When I was a student at Cornell Law School back in the 70s one of my favorite Profs and indeed a favorite of most of our class was Professor G. Robert Blakey, the nation’s foremost authority on the Racketeer Influenced and Corrupt Organization Act (RICO).

Professor Blakey was selected to participate in the Attorney General’s Honors Program at the U.S. Department of Justice in 1960, and worked as a Special Attorney at the Department of Justice in the Organized Crime & Racketeering Section from 1960 to 1964. He also served as a professor of law and director of the Cornell Institute on Organized Crime at Cornell Law School (1973-80). He is currently The William and Dorothy O’Neill Professor of Law at Notre Dame Law School.

Professor Blakey’s extensive legislative drafting experience resulted in the passage of the Crime Control Act of 1973, the Omnibus Crime Control Act of 1970 and the Organized Crime Control Act of 1970, Title IX of which is known as “RICO”. He has been personally involved in drafting and implementing RICO-type legislation in 22 of the more than 30 states that have enacted racketeering laws.

The actions surrounding the nations financial collapse present fertile ground for RICO type investigation and possible prosecutions.

The point of prosecution under RICO was touched in the article titled:
What Cooked the World's Economy?
It wasn't your overdue mortgage.

By James Lieber
published: January 28, 2009 and excerpted below:

..........The basic story line so far is that we are all to blame, including homeowners who bit off more than they could chew, lenders who wrote absurd adjustable-rate mortgages, and greedy investment bankers.

Credit derivatives also figure heavily in the plot.

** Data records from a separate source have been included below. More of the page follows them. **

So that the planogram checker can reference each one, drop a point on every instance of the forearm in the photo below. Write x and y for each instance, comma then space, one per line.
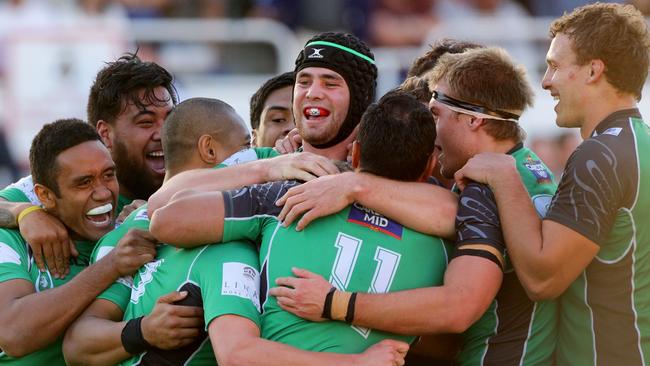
420, 206
9, 212
94, 341
38, 319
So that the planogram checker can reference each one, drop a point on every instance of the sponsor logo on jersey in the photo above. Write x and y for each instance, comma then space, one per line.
242, 280
316, 53
374, 221
538, 169
146, 275
8, 254
614, 131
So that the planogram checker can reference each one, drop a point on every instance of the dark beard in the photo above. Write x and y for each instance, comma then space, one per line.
138, 179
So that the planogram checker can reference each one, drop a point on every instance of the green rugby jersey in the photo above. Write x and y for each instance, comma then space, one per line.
514, 330
16, 262
23, 191
605, 313
356, 249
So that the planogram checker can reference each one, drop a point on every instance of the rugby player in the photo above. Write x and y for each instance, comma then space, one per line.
591, 248
128, 103
218, 282
74, 178
470, 118
270, 109
358, 247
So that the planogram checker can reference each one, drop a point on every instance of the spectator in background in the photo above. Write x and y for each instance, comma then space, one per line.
270, 107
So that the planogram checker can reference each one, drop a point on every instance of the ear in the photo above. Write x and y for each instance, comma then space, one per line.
356, 154
596, 70
105, 132
428, 169
207, 148
46, 196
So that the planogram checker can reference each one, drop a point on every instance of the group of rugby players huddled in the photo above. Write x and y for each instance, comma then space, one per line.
338, 246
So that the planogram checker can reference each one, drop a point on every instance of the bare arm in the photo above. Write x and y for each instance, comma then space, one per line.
175, 224
423, 207
302, 166
547, 256
236, 341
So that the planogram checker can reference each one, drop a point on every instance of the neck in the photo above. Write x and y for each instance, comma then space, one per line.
604, 105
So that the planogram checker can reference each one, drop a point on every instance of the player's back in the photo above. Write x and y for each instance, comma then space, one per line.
358, 250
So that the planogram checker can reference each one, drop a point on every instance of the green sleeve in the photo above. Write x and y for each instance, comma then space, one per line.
14, 257
228, 275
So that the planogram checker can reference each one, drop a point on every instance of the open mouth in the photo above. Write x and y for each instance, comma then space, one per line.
156, 161
313, 113
100, 216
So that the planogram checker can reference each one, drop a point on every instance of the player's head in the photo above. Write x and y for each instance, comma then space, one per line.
201, 133
426, 62
396, 138
270, 106
74, 177
607, 42
127, 104
335, 82
480, 92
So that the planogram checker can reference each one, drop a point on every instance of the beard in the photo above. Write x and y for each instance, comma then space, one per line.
134, 174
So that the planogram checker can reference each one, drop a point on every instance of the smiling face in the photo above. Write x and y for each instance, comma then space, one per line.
276, 119
88, 190
321, 99
566, 80
136, 146
453, 138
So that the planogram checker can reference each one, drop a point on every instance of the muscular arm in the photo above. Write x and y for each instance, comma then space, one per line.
95, 338
236, 341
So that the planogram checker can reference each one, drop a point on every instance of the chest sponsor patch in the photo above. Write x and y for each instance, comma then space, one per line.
374, 221
538, 169
242, 280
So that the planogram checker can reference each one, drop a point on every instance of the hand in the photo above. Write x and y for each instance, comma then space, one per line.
48, 238
484, 168
126, 210
303, 295
135, 249
300, 166
318, 198
290, 143
388, 352
172, 326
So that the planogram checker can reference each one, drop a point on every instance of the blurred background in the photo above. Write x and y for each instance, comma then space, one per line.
50, 51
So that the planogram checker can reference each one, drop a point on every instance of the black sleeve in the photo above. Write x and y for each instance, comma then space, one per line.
477, 222
598, 180
258, 199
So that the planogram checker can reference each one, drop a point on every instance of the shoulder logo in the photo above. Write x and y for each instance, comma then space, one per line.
374, 221
316, 53
614, 131
538, 169
8, 254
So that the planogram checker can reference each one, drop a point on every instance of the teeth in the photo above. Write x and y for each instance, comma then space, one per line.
100, 210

Apologists say that these became so complicated that even Wall Street couldn't understand them and that they created "an unacceptable level of risk." Then these blowhards tell us that the bailout will pump hundreds of billions of dollars into the credit arteries and save the patient, which is the world's financial system. It will take time—maybe a year or so—but if everyone hangs in there, we'll be all right. No structural damage has been done, and all's well that ends well.

Sorry, but that's drivel. In fact, what we are living through is the worst financial scandal in history. It dwarfs 1929, Ponzi's scheme, Teapot Dome, the South Sea Bubble, tulip bulbs, you name it. Bernie Madoff? He's peanuts. [compared to what the American taxpayers are now on the hook for]

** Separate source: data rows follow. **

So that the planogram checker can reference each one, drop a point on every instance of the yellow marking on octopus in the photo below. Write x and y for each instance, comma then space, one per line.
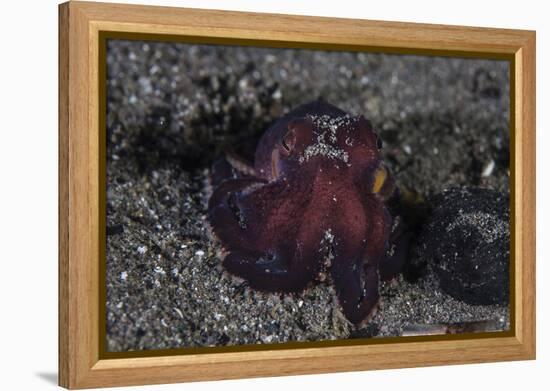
380, 177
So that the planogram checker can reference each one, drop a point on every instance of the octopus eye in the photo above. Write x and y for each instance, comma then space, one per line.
288, 141
285, 146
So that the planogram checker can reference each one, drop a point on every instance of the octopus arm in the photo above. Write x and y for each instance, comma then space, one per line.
357, 251
278, 251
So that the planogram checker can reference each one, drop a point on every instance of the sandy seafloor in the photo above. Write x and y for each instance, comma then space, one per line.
172, 108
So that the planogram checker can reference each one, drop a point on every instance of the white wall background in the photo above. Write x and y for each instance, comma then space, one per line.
28, 196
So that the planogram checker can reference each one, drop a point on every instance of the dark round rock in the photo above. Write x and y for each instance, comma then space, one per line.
467, 243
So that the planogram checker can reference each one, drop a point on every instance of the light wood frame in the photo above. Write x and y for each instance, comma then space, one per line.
80, 170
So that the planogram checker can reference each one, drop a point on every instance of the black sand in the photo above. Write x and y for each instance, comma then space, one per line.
173, 108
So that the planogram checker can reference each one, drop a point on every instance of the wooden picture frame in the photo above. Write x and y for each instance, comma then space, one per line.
82, 29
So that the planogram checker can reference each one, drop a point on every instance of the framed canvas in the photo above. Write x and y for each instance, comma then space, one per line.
245, 195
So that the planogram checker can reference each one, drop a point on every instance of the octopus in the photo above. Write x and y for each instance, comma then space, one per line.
314, 206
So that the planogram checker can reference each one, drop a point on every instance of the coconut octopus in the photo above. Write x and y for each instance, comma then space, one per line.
317, 202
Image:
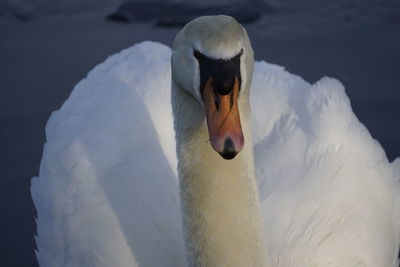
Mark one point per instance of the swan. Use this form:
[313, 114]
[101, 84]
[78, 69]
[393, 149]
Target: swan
[127, 179]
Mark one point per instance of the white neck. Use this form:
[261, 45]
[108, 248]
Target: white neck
[220, 202]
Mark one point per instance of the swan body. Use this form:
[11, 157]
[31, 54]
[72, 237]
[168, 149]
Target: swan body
[324, 193]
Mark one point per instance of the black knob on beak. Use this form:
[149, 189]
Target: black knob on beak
[229, 149]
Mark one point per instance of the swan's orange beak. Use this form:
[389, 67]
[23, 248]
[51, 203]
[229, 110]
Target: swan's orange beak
[223, 120]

Credit derivatives—those securities that few have ever seen—are one reason why this crisis is so different from 1929.......

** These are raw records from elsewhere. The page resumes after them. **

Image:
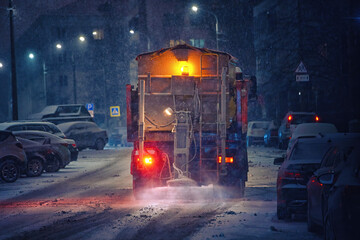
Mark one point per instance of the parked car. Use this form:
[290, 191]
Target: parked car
[62, 155]
[12, 157]
[290, 122]
[29, 125]
[41, 136]
[271, 135]
[86, 134]
[342, 214]
[36, 154]
[309, 130]
[63, 113]
[341, 145]
[256, 132]
[294, 173]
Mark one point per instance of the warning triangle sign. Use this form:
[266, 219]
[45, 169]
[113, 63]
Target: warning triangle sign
[301, 68]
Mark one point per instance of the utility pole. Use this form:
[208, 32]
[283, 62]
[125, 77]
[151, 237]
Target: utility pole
[15, 114]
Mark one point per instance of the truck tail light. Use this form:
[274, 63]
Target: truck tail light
[148, 160]
[227, 159]
[19, 145]
[293, 175]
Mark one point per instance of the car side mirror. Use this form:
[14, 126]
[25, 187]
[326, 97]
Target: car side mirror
[47, 141]
[327, 178]
[279, 161]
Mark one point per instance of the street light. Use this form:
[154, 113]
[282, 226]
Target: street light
[82, 39]
[132, 32]
[195, 9]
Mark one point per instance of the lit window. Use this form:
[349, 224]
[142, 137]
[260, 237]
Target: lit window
[197, 42]
[98, 34]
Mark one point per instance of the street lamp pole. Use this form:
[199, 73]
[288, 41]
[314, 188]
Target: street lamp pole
[74, 76]
[195, 9]
[44, 80]
[15, 114]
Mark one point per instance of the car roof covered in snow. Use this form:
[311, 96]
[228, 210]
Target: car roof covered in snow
[65, 126]
[313, 129]
[5, 125]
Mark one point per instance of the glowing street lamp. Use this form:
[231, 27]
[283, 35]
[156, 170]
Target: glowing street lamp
[82, 39]
[195, 9]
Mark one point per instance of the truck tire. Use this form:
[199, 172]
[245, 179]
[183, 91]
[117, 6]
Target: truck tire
[9, 170]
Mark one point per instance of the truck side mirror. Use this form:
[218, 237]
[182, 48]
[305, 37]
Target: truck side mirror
[278, 161]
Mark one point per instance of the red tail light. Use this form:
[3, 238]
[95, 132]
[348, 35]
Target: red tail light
[19, 145]
[293, 175]
[227, 159]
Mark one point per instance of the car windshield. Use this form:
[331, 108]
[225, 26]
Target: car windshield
[302, 118]
[304, 151]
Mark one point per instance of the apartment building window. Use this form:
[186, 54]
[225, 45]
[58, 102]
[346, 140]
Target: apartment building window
[63, 80]
[62, 57]
[174, 43]
[197, 42]
[98, 34]
[59, 32]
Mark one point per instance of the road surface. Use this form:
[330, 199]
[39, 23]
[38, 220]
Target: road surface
[92, 199]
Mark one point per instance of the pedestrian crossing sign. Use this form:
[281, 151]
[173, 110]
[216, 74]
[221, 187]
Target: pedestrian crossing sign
[115, 111]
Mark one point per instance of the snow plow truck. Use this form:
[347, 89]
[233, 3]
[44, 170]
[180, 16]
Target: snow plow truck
[187, 118]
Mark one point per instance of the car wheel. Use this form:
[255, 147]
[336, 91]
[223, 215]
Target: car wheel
[311, 226]
[53, 164]
[9, 171]
[282, 213]
[99, 144]
[35, 167]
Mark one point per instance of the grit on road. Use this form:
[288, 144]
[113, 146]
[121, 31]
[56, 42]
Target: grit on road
[92, 199]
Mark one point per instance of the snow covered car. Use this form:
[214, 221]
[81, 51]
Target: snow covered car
[85, 134]
[342, 214]
[341, 145]
[256, 132]
[294, 173]
[41, 136]
[36, 154]
[12, 157]
[290, 122]
[62, 155]
[30, 125]
[63, 113]
[308, 130]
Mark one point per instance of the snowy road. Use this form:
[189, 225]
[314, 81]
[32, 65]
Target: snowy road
[92, 199]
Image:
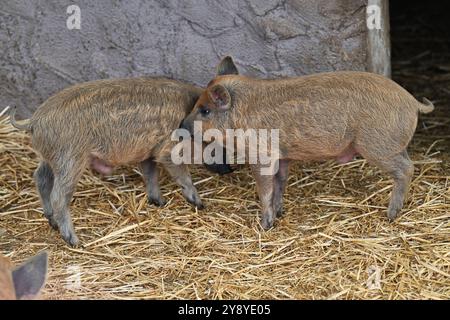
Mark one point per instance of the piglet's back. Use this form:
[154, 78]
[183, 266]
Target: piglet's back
[118, 95]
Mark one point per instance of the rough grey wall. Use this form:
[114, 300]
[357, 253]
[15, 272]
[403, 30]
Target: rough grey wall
[180, 39]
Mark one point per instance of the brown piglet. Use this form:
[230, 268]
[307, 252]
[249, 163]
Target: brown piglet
[334, 115]
[25, 281]
[104, 124]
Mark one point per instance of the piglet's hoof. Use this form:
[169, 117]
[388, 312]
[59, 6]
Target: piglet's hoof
[53, 224]
[71, 239]
[199, 205]
[195, 201]
[267, 221]
[393, 213]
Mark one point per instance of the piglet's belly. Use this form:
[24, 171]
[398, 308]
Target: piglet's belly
[346, 156]
[101, 166]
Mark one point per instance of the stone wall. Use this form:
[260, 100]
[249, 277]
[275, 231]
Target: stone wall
[39, 55]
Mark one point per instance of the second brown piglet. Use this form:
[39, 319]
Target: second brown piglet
[321, 116]
[104, 124]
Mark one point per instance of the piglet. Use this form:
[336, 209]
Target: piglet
[334, 115]
[25, 281]
[104, 124]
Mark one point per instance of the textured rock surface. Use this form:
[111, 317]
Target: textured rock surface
[180, 39]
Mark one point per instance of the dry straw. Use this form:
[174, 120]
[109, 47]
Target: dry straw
[334, 241]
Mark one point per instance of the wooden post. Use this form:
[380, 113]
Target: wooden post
[378, 40]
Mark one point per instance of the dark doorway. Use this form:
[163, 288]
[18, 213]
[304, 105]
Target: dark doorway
[420, 40]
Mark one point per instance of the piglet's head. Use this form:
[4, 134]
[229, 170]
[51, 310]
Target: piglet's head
[212, 109]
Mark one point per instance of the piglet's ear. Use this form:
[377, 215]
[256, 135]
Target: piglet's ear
[227, 66]
[29, 278]
[220, 96]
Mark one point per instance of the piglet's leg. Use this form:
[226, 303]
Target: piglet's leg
[181, 175]
[150, 173]
[67, 174]
[44, 181]
[280, 185]
[265, 185]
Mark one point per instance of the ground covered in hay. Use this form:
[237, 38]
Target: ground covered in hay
[333, 242]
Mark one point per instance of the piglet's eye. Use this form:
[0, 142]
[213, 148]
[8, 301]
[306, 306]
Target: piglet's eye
[204, 111]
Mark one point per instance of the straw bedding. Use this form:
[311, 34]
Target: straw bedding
[333, 242]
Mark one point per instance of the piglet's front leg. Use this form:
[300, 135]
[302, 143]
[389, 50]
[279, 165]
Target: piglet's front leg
[265, 188]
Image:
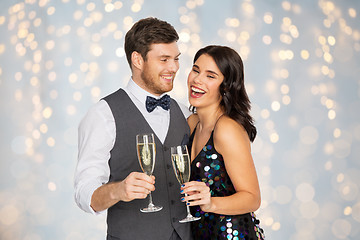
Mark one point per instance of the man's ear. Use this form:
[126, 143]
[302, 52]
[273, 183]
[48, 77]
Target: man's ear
[137, 60]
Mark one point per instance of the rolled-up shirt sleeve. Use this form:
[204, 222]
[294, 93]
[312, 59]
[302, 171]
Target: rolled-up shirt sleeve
[96, 137]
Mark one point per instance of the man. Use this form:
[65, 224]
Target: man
[108, 175]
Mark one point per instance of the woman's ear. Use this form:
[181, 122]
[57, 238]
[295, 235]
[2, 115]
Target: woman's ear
[137, 60]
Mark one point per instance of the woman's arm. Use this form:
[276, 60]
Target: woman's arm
[232, 142]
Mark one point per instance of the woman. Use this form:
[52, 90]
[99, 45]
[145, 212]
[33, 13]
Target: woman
[224, 189]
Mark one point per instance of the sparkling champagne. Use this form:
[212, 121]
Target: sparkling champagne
[146, 154]
[181, 164]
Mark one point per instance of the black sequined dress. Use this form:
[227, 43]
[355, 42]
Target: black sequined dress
[208, 166]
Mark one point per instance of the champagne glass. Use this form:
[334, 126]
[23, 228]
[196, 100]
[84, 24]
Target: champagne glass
[146, 152]
[181, 164]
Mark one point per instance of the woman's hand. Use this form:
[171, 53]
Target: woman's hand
[198, 194]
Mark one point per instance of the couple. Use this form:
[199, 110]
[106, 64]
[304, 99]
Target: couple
[223, 190]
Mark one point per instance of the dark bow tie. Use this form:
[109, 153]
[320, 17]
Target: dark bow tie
[152, 103]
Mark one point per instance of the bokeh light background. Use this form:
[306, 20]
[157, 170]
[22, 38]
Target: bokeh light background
[302, 68]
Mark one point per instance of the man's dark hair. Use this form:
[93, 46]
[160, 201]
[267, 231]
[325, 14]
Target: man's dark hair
[145, 32]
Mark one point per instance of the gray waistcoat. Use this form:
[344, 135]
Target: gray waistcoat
[125, 221]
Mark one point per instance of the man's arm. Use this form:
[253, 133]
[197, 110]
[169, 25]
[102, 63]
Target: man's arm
[135, 186]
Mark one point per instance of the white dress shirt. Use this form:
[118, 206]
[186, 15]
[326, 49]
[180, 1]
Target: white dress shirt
[96, 138]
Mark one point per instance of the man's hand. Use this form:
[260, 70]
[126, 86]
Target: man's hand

………..Imagine if a ring of cashiers at a local bank made thousands of bad loans, aware that they could break the bank. They would be prosecuted for fraud and racketeering under the anti-gangster RICO Act. If their counterparties—the debtors—were in on the scam and understood that they didn't have to pay off the loans, they could be charged, too. In fact, this scenario played out at subprime-pushing outlets of a host of banks, including Washington Mutual (acquired last year by JP Morgan Chase, which itself received a $25 billion bailout); IndyMac (which was seized by FDIC regulators); and Lehman Brothers (which went belly-up). About 150 prosecutions of this type of fraud are going forward......

The top of the swamp's food chain, where the muck was derivatives rather than mortgages, must also be scrutinized. ............lavishly compensated counterparties were willing participants and likewise could be considered for prosecution, depending on what they knew. Who were they?......

The American people should want to know the answer to your question.